As the position of companies remains strong, the occupier demand for commercial real estate shows no signs of decline yet. Demand in the office market showed a slight recovery compared to H1 2021, and logistics take-up once again reached record levels.
Only the total take-up volume of commercial real estate excluding logistics decreased significantly (-28%). However, this can be attributed mainly to the rapidly shrinking supply of suitable business premises: between Q2 2021 and Q2 2022, the total supply of business premises fell by 32%.
Raymond Frederiks, Senior Consultant Market Intelligence at Savills, nuances these findings: “So far this year has presented a fairly stable picture. Yet we should not underestimate the outlook; inflation – and possibly a recession – will eventually lead to problems in the occupier market. While tenants can still accommodate large rent increases as a result of inflation for now, their ability to do so will of course diminish if economic conditions deteriorate. Declining household consumption due to inflation and reduced investment as a result of rising interest rates will also affect the profitability of businesses and subsequently spill over into other parts of the economy. Rents will become less affordable for businesses, especially for those that cannot sufficiently absorb the effects of inflation by adjusting their prices.”

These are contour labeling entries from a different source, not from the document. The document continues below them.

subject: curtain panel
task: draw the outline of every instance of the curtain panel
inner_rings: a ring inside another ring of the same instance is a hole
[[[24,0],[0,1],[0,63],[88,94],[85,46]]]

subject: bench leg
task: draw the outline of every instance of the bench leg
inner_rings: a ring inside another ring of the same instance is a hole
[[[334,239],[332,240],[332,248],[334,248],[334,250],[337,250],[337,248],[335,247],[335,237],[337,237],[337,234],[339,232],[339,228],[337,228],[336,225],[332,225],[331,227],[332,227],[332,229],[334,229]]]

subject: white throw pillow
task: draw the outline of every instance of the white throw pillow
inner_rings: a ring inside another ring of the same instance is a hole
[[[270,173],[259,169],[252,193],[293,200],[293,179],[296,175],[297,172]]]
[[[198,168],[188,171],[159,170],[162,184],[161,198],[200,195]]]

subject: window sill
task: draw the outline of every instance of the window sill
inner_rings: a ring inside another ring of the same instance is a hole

While the fundamentals of the occupier market remain strong, uncertainties in the economic outlook have led to somewhat more caution among investors. Sentiment among real estate investors worldwide has dropped below the level recorded at the beginning of the pandemic.

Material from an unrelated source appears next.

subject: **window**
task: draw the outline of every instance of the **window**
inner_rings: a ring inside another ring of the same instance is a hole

Due to a relatively strong first quarter, the total investment volume in the Netherlands in the first half of 2022 came to about 8 billion euros, a 1 billion euro increase compared to the first half of 2021 (15%). The investment volume in the second quarter of 2022, however, does reflect the deteriorated sentiment among investors, as it is significantly lower than the average second-quarter volume in previous years. Over the past 5 years, the average investment volume was approx. €4.7 billion, while the second quarter of 2022 registered a total volume of approx. €2.7 billion.
Jordy Diepeveen, Director Investment at Savills in the Netherlands: “The office market in particular saw a drop in investment volume. This is mainly because investors are waiting for more clarity regarding the main uncertainties currently prevailing in the market, and associated price corrections. Due to the limited number of transactions, there is currently not enough market evidence for price corrections. However, initial yields can be expected to increase for all sectors.”
The Savills report shows that this price correction is already visible in the office market of other international cities such as London (+15 bps) and in German cities (+30 bps).
Jordy: “We expect that truly substantial yield adjustments will be seen mainly in the most vulnerable markets, such as the secondary office market – and is much less applicable to core product. At these secondary locations, the risk premium is growing, while price adjustments for residential, logistics, prime office and convenience retail will mainly be driven by higher financing costs.”
Despite the fact that high inflation can ultimately cause vacancy rates to rise due to affordability issues, the Savills report also mentions upsides with regard to inflation. Thanks to its function as an ‘inflation hedge’, Dutch real estate remains an attractive long-term investment at this time, certainly compared to the volatile stock market. The link between inflation and contractual rent increases (CPI) is certainly not 'common sense' in all countries.
Partly because of this, Savills expects that despite current uncertainties, sufficient capital will still be able to find its way to the Dutch real estate market. Savills expects the total investment volume this year to amount to roughly 18 billion euros this year – approximately 1 billion euros less than last year.